Vets warn owners to get rabies shots for their pets
VETERINARIANS have urged animal owners to urgently get their pets and livestock vaccinated against rabies.
Rabies is a fatal viral infection of the brain. The virus is spread by contact with the infected saliva of a rabid animal.
Humans can come into contact with the virus-laden saliva through bites and it can end up in the eyes, nose, mouth or broken skin.
The National Institute for Communicable Diseases (NICD) reported an increase in the last few months of last year in the number of human rabies cases across the country.
In the eastern provinces of South Africa, the NICD flagged rabies as a re-emerging public health problem associated with dog rabies.
Dr Alison Lubisi from the Diagnostic Services Programme at the Agricultural Research Council, Onderstepoort Veterinary Research, said animal lives were just as important as human lives, and healthier animals meant healthier humans.
Lubisi said it was essential for pets and production animals to be vaccinated because disease-causing pathogens or germs spread quickly and were not only transmitted through direct contact.
"In the case of kennel cough, for example, the germs causing it are also airborne and a mere cough can release it into the air. Disease-causing pathogens or germs can be found in the soil, water, animal excretions, on the surfaces of utensils, in the air, anywhere.”
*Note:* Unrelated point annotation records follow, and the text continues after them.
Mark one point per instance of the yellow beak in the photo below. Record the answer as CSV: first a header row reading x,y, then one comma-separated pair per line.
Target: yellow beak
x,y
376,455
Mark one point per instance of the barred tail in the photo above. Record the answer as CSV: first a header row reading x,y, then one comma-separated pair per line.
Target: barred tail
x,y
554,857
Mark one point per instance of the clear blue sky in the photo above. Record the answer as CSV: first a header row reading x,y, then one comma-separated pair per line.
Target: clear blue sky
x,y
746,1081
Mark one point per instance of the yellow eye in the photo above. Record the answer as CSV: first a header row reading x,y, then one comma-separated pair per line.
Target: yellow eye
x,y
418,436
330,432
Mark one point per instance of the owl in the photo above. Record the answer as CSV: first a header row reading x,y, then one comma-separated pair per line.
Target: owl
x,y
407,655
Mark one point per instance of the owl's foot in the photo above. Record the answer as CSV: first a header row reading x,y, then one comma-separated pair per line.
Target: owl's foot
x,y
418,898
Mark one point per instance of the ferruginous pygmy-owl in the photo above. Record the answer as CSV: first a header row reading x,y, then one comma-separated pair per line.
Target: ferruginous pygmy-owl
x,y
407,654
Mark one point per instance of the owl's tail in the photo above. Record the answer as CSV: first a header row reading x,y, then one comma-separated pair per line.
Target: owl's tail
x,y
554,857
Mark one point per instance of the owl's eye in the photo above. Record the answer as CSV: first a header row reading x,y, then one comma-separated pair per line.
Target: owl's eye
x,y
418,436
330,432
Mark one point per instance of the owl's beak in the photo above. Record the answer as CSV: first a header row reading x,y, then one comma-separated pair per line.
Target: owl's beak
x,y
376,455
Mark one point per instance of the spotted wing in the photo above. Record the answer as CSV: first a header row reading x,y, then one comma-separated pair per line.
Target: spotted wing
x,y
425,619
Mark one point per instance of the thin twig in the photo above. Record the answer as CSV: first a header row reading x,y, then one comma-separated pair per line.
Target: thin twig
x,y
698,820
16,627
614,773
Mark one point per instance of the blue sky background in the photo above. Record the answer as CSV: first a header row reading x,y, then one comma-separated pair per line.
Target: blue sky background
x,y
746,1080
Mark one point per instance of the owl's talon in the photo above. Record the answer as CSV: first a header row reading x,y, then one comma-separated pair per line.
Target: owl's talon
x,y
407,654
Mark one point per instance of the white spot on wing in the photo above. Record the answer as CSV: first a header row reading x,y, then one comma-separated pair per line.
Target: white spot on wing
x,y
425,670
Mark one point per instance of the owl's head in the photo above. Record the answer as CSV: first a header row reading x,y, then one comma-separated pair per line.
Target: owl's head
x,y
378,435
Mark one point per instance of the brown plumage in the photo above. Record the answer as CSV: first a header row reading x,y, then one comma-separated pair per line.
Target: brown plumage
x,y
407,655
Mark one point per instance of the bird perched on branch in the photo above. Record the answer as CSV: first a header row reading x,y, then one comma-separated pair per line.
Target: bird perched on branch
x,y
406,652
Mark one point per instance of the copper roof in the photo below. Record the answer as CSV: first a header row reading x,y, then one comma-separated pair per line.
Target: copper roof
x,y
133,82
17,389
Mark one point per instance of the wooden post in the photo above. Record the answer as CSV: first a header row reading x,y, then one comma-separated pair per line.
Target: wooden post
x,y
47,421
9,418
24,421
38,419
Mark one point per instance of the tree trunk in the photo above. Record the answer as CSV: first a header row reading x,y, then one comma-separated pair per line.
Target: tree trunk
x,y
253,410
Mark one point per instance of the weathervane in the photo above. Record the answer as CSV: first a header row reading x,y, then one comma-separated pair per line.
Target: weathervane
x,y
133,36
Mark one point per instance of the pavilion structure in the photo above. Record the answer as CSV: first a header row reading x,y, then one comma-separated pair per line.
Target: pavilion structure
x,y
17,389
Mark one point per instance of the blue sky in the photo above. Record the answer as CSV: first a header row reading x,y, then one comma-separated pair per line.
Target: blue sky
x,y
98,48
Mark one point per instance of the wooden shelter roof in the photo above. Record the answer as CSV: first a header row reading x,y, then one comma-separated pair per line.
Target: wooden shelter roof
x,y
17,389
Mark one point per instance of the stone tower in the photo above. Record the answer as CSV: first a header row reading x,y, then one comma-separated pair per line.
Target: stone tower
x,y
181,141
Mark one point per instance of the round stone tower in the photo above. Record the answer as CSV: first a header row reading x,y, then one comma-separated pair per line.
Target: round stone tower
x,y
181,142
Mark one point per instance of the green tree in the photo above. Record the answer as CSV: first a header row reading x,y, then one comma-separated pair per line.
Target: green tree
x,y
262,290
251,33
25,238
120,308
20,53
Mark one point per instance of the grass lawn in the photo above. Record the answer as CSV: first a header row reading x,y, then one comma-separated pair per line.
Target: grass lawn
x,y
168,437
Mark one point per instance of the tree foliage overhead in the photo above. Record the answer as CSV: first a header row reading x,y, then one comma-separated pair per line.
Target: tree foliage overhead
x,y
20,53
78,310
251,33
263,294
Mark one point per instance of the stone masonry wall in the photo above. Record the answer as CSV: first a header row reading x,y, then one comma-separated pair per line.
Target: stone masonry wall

Certain vaccines are optional, but the core vaccines are mandatory for dogs and cats every year.
These are combination jabs such as the DHPP (distemper/adenovirus/ parainfluenza/hepatitis) for dogs, which protects them against canine distemper virus, canine adenovirus-2 (infectious canine hepatitis and kennel cough), canine parainfluenza virus and canine parvovirus, which severely affects puppies.
Cats need to get a combination vaccine that protects them against feline viral rhinotracheitis, feline calicivirus and feline panleukopenia virus. Vaccination against feline hepatitis virus-1 is also core in South Africa.